- Jamie and I have no children. Without getting too personal, there are medical reasons this is (at least partially) true. But it is also true that the biological tripwire that is native to most successful living organisms which tells them its time to procreate has never gone off within my own system.
- I am longtime pals with the screenwriter for this movie. She more or less informed me that the movie was not in my demographic, and that no feelings would be hurt if I gave it a pass. But, dammit, if any one of you knuckle-heads writes a movie that plays near my house, its likely I'll go. And so I did head out to see this film on a sunny Sunday afternoon. Because I am supportive.
In general, this is not the sort of thing I'd normally consume as comedy (I DVR Eagleheart on Cartoon Network and still will watch things like Warrior of the Wasteland for a laugh), but I also generally don't rush to the theater for comedies, anyway.
Now, the crowd at this movie was particularly interesting as (a) I don't know what the make-up is of the new Slaughter Lane Alamo Drafthouse, but this was not the usual young genre freaks, and (b) oh my god, the number of pregnant women in the theater.
As someone without children, it was also interesting to hear the things the mass of the audience found hilarious (I assume in a "we've all been there") sort of way, and the things I found funny (small children "discovering" a dead animal in the woods and presenting it to Dad) which didn't get as much of a laugh.
This is absolutely the big, star-studded ensemble comedy it appears to be, following a half-dozen storylines with different bits of misadventure, tragedy and other ways of examining the same human experience from multiple angles. I do think with so many stories in the movie, there's a little something for everybody.
Now, this is not a movie about kids and whether or not you love them (I find them best with ketchup). This is a movie about pregnancy and/ or yearning for children, all things with which I have no experience. I am told yearning for children is different from yearning for a pizza to arrive, but that's the closest thing I can imagine. And, of course, the film covers all the things about pregnancy that friends and co-workers seem to find a complete surprise because, apparently, they did not get a minute-by-minute run-down of how things were going from their pregnant co-worker in the Academic Year 2002-2003.
Of course the movie is loosely based upon a handbook I have never read (and likely never will read). So, yes, it is an adaptation of a non-fiction manual to a light studio comedy with a vast ensemble cast. Its not intended to terrify, but act as a companion piece to the most common of human experiences, right after, I'd guess, high school.
The movie doesn't really pull punches, but it also isn't about slugging you in the gut. The first scene of the movie sets the tone pretty darn well, with a star at the height of her powers hitting the wall of a less than glamorous view of what biology does to you, and how quickly it shatters constructs. And that's really what the movie is about in a nutshell. Whether we're talking the accidental pregnancy, the couple longing for children and having trouble conceiving, the supposed hero of mommydom...

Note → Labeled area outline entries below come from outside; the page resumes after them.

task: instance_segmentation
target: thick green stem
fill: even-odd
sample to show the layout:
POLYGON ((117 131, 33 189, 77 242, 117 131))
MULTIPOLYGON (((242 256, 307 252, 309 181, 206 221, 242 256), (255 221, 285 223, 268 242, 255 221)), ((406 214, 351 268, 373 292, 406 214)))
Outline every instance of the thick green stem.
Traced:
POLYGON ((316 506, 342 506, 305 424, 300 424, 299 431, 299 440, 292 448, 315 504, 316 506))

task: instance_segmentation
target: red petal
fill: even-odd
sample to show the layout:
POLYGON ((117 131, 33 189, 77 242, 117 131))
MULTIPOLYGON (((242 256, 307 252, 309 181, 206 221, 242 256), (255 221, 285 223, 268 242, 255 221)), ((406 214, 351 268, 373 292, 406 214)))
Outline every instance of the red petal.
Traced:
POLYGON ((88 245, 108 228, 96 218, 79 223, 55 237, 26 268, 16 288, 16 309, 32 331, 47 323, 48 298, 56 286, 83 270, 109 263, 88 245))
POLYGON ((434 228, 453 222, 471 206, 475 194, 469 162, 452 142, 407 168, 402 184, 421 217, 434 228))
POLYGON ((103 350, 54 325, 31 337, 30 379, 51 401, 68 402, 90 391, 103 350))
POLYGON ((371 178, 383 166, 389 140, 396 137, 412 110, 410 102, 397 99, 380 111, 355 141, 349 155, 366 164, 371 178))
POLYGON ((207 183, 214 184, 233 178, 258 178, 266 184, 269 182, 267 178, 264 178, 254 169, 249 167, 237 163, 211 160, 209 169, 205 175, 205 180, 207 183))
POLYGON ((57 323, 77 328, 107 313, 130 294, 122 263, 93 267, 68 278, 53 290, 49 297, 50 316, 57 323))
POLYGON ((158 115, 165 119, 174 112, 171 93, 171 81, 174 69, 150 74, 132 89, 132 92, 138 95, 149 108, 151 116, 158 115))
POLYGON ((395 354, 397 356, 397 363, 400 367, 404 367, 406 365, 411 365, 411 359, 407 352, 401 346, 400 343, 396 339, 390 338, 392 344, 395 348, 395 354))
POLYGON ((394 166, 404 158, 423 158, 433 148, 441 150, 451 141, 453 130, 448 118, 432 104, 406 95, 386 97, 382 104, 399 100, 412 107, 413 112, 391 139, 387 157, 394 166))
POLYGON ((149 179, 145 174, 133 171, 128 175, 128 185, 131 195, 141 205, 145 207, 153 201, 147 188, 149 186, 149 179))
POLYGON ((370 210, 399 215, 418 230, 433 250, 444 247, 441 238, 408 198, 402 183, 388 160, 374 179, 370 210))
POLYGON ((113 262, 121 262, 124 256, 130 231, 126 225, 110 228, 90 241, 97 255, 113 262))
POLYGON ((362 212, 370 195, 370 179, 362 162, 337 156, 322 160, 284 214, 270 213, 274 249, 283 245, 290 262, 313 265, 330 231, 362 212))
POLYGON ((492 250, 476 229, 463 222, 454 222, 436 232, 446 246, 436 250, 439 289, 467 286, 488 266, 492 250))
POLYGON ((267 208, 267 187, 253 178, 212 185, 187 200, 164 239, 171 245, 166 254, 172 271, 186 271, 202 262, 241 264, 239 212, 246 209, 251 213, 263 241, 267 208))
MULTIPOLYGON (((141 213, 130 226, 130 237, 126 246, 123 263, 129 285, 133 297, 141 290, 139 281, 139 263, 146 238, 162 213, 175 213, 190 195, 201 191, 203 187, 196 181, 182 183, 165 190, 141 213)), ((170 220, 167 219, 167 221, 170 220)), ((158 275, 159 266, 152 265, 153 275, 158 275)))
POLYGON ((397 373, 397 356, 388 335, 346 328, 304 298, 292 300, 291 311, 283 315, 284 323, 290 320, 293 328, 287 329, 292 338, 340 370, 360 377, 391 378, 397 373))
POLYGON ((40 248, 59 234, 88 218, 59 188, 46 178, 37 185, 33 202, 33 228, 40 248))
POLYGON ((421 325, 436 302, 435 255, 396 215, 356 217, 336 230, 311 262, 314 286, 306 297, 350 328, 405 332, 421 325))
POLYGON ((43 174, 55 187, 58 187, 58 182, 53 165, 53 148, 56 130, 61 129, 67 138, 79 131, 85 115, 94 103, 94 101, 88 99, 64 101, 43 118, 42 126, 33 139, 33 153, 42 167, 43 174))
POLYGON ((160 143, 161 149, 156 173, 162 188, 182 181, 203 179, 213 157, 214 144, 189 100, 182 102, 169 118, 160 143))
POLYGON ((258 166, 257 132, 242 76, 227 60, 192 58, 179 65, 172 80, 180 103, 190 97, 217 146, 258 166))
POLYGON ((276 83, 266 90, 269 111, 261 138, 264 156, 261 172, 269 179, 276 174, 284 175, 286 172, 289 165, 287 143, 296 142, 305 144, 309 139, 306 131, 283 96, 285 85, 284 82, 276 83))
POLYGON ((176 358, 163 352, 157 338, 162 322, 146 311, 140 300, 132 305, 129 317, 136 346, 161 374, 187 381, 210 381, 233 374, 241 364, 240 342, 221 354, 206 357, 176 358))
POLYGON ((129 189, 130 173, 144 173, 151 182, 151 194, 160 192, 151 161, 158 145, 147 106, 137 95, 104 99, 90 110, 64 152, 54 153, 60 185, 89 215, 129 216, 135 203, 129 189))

From the trailers (and life experience with pals who are now dads), I guessed I'd find the "Dad's Group" the funniest part, what with Chris Rock and Thomas Lennon involved. Indeed, that was true. But I also quite liked the cross-generational pregnancies of the two Cooper-Family storylines, especially seeing Dennis Quaid in a scenery-chewing role as a champion NASCAR driver with his trophy wife. Its the broader humor of the movie, but it also works, as does much of what Elizabeth Banks does as the woman who should have been the most-prepared mommy on the planet.
The only part of the movie that just didn't do much for me at all was the young food-truck-chefs storyline, which offered specific issues tied to pregnancy, but seemed like it needed about 20 more minutes of screentime the movie couldn't afford in order to really explore what they were trying to say.
Heck, even Jennifer Lopez was tolerable (you guys, I really, really do not like walking corporate brand J Lo) in the adoption plotline of the movie.
So, yeah. I do think it had some pretty clever bits, and, heck, as many of my contemporaries are now ankle-deep in babies, why not?
When asked about the movie at dinner this evening by Matt & Nicole (also Child Free Americans), I put it this way:
I sort of felt like this was a movie about going to Spain, and I've never been to Spain, and in order to appreciate the movie, you had to not just have gone to Spain, but really liked your time getting there and the time once you arrived. I can understand bits in the abstract, but I lacked some reference.
I have never been to Spain, and I have no plans on going, so... there you go.